Konservative Behandlungsmöglichkeiten
Hyaluronsäure- und ACP-Therapie bei Knie- und Hüftbeschwerden
Nicht jede Beschwerde im Knie- oder Hüftgelenk erfordert eine Operation.
In vielen Fällen lassen sich durch konservative Therapien Schmerzen reduzieren und die Beweglichkeit verbessern.
Hyaluronsäure-Therapie
Hyaluronsäure ist ein natürlicher Bestandteil der Gelenkflüssigkeit und unterstützt die Beweglichkeit des Gelenks. Bei der Behandlung wird sie direkt in das betroffene Gelenk injiziert. Ziel ist es, Schmerzen zu lindern und die Gelenkfunktion zu verbessern.
Die Therapie erfolgt ambulant und kann bei Bedarf wiederholt werden. In vielen Fällen sind mehrere Anwendungen im Abstand von einigen Wochen sinnvoll, um eine möglichst gute Wirkung zu erzielen.
ACP-Therapie (Eigenbluttherapie)
Bei der ACP-Therapie werden körpereigene Wirkstoffe genutzt, um Heilungsprozesse zu unterstützen. Dazu wird Blut entnommen, aufbereitet und anschließend in das betroffene Gelenk oder Gewebe injiziert.
Die enthaltenen Wachstumsfaktoren können Entzündungen reduzieren und die Regeneration fördern. Auch hier erfolgt die Behandlung in der Regel in mehreren Sitzungen, abhängig von Beschwerden und Befund.
Wirkung und Ziel der Behandlung
Ziel beider Therapien ist es, Schmerzen zu reduzieren, die Beweglichkeit zu verbessern und das Gelenk zu entlasten. Die Wirkung kann je nach Ausgangssituation unterschiedlich schnell eintreten. Viele Patientinnen und Patienten berichten über eine spürbare Verbesserung innerhalb weniger Wochen. In vielen Fällen lassen sich Beschwerden deutlich lindern und eine Operation zumindest hinauszögern.

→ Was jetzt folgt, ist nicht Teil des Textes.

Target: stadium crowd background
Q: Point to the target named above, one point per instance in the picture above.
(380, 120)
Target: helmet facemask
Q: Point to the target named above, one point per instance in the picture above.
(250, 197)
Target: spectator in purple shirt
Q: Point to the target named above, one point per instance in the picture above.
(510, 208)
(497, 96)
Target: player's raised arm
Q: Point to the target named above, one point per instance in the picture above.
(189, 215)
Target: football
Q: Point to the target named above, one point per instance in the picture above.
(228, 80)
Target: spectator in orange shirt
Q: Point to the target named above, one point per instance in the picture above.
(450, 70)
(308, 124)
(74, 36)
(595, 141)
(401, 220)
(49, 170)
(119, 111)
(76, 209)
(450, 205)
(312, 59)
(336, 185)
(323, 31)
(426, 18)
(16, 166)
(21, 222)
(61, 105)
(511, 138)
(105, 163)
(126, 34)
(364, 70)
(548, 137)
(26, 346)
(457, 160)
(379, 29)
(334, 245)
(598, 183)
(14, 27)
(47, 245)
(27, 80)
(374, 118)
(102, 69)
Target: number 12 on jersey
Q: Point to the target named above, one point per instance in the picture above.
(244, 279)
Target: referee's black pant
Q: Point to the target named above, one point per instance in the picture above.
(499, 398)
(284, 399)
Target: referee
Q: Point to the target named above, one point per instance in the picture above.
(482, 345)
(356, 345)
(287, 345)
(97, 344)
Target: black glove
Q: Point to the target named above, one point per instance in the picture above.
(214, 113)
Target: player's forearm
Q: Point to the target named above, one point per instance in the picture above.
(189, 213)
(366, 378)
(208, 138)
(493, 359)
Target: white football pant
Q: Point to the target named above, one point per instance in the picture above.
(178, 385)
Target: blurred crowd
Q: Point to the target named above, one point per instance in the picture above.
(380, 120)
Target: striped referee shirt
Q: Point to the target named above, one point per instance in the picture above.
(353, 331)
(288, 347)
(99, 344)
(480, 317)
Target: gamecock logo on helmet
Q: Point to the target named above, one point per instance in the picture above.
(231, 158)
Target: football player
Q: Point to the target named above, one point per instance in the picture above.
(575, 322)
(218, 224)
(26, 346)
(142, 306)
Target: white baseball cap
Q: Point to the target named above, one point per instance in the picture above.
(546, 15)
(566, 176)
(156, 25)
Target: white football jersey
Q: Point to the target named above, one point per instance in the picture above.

Ob ein operativer Eingriff langfristig vermieden werden kann, hängt jedoch von der individuellen Situation und dem Ausmaß der Gelenkveränderung ab.
Wann sind diese Therapien sinnvoll?
Konservative Behandlungen kommen vor allem bei leichten bis mittelgradigen Veränderungen zum Einsatz. Ziel ist es:
- Schmerzen zu reduzieren
- die Beweglichkeit zu verbessern
- eine Operation möglichst hinauszuzögern
Welche Therapie sinnvoll ist, entscheidet sich immer individuell – auf Basis Ihrer Beschwerden und des Befunds.